Sports have always played a significant role in Scottish culture. I often wake up in the early hours of the morning to my parents shouting at the television as they cheer on their home country from Singapore. Recently, Scotland's national football team participated in the European Championship - a football tournament where each country in Europe competes. For each of Scotland's matches, our family woke up at three A.M. and hung the Scottish saltire on the wall, only to be disappointed by their loss (Scotland did not manage to make it out of the knockout stages, losing two games out of three). Despite football being the national sport, Scotland has not qualified for a major tournament since 1998. The fans, however, have never lost hope: they call themselves the 'Tartan Army.' Often tartan-clad, they are one of football's most celebrated fan groups and have won several awards for their friendly behavior and merriment. Although Scottish football fans may be consistently met with disappointment and loss, they never seem to lose hope and pride in their country - as the nation always succeeds in uniting to support a fellow Scotsman. After all, my family has yet to miss a Scotland football match.

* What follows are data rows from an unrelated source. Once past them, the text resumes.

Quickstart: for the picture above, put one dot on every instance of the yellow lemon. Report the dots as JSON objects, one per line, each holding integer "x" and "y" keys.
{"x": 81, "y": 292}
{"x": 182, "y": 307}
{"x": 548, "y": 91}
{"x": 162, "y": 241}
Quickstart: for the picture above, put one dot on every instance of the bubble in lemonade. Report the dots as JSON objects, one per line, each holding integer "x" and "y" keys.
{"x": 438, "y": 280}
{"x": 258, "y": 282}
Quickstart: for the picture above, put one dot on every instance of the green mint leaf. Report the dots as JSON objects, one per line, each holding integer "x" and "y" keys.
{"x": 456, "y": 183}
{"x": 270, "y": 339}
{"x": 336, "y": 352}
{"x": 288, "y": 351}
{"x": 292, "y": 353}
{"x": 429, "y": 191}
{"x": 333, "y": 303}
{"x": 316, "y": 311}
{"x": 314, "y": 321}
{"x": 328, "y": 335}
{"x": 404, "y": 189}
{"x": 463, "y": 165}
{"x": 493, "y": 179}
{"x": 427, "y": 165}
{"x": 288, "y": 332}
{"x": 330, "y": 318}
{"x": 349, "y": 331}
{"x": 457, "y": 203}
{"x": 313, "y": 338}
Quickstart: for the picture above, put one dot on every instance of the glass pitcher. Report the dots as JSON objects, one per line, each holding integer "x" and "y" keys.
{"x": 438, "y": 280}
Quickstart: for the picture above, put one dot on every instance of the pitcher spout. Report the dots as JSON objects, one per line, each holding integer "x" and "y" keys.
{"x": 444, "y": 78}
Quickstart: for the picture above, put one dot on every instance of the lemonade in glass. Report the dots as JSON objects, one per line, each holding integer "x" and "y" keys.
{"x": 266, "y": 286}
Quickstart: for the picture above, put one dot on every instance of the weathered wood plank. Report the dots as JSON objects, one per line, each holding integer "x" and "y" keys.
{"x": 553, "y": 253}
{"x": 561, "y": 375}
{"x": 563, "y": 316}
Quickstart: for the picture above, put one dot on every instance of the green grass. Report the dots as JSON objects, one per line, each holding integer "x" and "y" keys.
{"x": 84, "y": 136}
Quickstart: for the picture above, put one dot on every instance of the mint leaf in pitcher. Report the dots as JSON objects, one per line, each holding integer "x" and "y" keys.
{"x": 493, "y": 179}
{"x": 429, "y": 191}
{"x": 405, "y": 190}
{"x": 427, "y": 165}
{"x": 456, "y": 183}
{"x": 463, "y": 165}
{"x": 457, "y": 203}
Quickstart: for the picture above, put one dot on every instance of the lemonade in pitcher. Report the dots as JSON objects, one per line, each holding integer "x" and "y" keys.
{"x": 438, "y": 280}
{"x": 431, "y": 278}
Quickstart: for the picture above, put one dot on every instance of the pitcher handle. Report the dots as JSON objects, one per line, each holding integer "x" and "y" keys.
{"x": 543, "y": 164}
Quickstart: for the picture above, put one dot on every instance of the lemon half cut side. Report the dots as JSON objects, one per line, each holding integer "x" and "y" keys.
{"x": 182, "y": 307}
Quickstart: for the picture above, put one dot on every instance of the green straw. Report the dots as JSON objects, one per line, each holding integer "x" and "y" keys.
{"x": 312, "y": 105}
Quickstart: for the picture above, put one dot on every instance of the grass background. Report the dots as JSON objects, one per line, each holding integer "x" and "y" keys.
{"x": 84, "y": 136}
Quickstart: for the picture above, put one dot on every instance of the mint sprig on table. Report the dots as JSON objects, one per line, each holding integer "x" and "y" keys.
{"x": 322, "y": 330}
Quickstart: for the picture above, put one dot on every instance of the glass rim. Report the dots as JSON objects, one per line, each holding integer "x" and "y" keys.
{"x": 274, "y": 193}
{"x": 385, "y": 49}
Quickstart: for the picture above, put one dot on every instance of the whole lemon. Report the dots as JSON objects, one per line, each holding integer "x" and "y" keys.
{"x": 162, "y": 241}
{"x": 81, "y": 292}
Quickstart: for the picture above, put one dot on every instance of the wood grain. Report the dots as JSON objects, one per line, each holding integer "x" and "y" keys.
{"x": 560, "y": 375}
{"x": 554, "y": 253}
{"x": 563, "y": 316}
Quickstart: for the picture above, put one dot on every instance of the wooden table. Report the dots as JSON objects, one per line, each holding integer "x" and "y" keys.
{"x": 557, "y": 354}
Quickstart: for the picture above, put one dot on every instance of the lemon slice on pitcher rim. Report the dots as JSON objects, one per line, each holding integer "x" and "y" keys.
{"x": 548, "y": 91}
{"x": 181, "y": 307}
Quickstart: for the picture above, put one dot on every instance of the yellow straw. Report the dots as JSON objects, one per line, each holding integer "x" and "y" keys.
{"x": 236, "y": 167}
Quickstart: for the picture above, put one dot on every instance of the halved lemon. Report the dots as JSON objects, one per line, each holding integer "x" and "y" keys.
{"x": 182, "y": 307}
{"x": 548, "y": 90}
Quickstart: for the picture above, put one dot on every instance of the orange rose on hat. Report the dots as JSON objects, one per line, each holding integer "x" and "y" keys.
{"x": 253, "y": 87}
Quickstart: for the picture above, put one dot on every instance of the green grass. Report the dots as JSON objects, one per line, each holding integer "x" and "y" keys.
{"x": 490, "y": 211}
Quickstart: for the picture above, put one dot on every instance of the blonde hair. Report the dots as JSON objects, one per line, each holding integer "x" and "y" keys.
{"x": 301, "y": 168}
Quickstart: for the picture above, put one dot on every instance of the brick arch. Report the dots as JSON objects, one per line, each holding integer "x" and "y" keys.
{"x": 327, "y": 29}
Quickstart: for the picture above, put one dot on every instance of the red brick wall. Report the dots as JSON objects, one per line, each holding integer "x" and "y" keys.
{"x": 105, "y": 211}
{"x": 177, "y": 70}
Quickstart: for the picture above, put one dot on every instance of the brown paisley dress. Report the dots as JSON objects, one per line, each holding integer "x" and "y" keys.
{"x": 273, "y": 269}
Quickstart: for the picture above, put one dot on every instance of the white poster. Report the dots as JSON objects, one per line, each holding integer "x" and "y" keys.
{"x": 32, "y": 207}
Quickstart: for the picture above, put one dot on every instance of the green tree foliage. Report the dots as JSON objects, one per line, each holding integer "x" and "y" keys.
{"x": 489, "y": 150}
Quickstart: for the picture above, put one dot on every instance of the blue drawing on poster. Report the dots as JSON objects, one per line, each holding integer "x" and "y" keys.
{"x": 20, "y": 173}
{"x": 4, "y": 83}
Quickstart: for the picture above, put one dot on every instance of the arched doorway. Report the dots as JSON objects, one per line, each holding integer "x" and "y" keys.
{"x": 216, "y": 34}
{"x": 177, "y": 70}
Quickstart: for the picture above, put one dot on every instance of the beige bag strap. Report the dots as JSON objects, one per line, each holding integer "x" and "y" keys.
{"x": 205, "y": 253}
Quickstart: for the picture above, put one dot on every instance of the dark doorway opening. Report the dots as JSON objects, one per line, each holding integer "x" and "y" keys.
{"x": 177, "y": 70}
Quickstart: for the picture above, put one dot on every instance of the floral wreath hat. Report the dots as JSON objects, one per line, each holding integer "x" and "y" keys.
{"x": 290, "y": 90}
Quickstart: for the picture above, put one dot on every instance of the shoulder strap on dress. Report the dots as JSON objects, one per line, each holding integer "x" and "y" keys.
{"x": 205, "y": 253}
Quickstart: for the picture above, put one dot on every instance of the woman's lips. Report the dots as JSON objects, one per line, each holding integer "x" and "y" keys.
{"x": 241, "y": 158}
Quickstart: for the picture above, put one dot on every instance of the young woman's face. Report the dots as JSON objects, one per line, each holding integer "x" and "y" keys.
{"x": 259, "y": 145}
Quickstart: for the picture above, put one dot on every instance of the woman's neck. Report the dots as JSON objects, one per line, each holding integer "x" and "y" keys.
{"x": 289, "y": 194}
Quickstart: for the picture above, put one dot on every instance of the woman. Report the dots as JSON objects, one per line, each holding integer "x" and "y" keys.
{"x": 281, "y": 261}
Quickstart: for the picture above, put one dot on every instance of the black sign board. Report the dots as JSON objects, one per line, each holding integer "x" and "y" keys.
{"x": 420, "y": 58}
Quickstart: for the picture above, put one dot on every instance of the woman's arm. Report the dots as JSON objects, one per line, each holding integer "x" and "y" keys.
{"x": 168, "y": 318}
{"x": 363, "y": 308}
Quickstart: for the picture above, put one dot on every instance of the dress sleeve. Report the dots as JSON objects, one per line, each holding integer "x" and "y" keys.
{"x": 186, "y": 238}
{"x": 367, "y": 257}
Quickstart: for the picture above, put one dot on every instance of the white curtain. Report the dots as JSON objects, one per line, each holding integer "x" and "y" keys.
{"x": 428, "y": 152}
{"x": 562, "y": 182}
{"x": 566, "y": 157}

I care little for football, but the feeling that you belong to something larger than yourself is the most incredible feeling in the world - that is what makes Scotland unique. This pride, hope, and unity can be reflected in all other aspects of Scottish culture. Their ethereal castles, spectacular scenery, welcoming manner, contributions to society and pop culture give the Scottish people much to be proud of.
I was incredibly blessed to have been born into a Scottish family that will be endlessly proud and supportive of me, just as they are of their home.